019-10-02T22:28:57.689 INFO:tasks.cephfs_test_runner:ERROR: test_reconnect_eviction (tasks.cephfs.test_client_recovery.TestClientRecovery) 2019-10-02T22:28:57.689 INFO:tasks.cephfs_test_runner:---------------------------------------------------------------------- 2019-10-02T22:28:57.689 INFO:tasks.cephfs_test_runner:Traceback (most recent call last): 2019-10-02T22:28:57.689 INFO:tasks.cephfs_test_runner: File "/home/teuthworker/src/github.com_ceph_ceph-c_wip-yuri6-testing-2019-10-01-1605-nautilus/qa/tasks/cephfs/test_client_recovery.py", line 193, in test_reconnect_eviction 2019-10-02T22:28:57.689 INFO:tasks.cephfs_test_runner: self.fs.wait_for_state('up:reconnect', reject='up:active', timeout=MDS_RESTART_GRACE) 2019-10-02T22:28:57.690 INFO:tasks.cephfs_test_runner: File "/home/teuthworker/src/github.com_ceph_ceph-c_wip-yuri6-testing-2019-10-01-1605-nautilus/qa/tasks/cephfs/filesystem.py", line 1016, in wait_for_state 2019-10-02T22:28:57.690 INFO:tasks.cephfs_test_runner: raise RuntimeError("MDS in reject state {0}".format(current_state)) 2019-10-02T22:28:57.690 INFO:tasks.cephfs_test_runner:RuntimeError: MDS in reject state up:active 2019-10-02T22:28:57.690 INFO:tasks.cephfs_test_runner:
Updated by Patrick Donnelly over 4 years ago
- Related to Bug #40999: qa: AssertionError: u'open' != 'stale' added
Updated by Patrick Donnelly over 4 years ago
- Subject changed from nautilus: test_reconnect_eviction fails with "RuntimeError: MDS in reject state up:active" to test_reconnect_eviction fails with "RuntimeError: MDS in reject state up:active"

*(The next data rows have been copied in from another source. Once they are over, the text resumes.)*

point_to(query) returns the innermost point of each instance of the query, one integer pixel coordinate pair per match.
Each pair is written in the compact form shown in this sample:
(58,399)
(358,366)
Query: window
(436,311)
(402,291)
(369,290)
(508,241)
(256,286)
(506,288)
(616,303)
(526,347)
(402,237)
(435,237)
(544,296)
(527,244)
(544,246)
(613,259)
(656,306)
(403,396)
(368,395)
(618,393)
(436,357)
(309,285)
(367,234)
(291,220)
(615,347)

- Assignee set to Venky Shankar
- Priority changed from Normal to High
This looks like the same problem as #40999. Can't verify because there are no mds logs. The issue is that the hard reset of the kernel client machine is not immediate. The MDS come back fast enough (<5 seconds) that the kernel client still has time to reconnect before its node is powered off.
Venky, can you quickly check any other places this race occurs in this test file and correct? The race will also exist on master.
Updated by Patrick Donnelly over 4 years ago
- Target version changed from v14.2.5 to v15.0.0
- Backport set to nautilus,mimic
Updated by Venky Shankar over 4 years ago
Patrick Donnelly wrote:
This looks like the same problem as #40999. Can't verify because there are no mds logs. The issue is that the hard reset of the kernel client machine is not immediate. The MDS come back fast enough (<5 seconds) that the kernel client still has time to reconnect before its node is powered off.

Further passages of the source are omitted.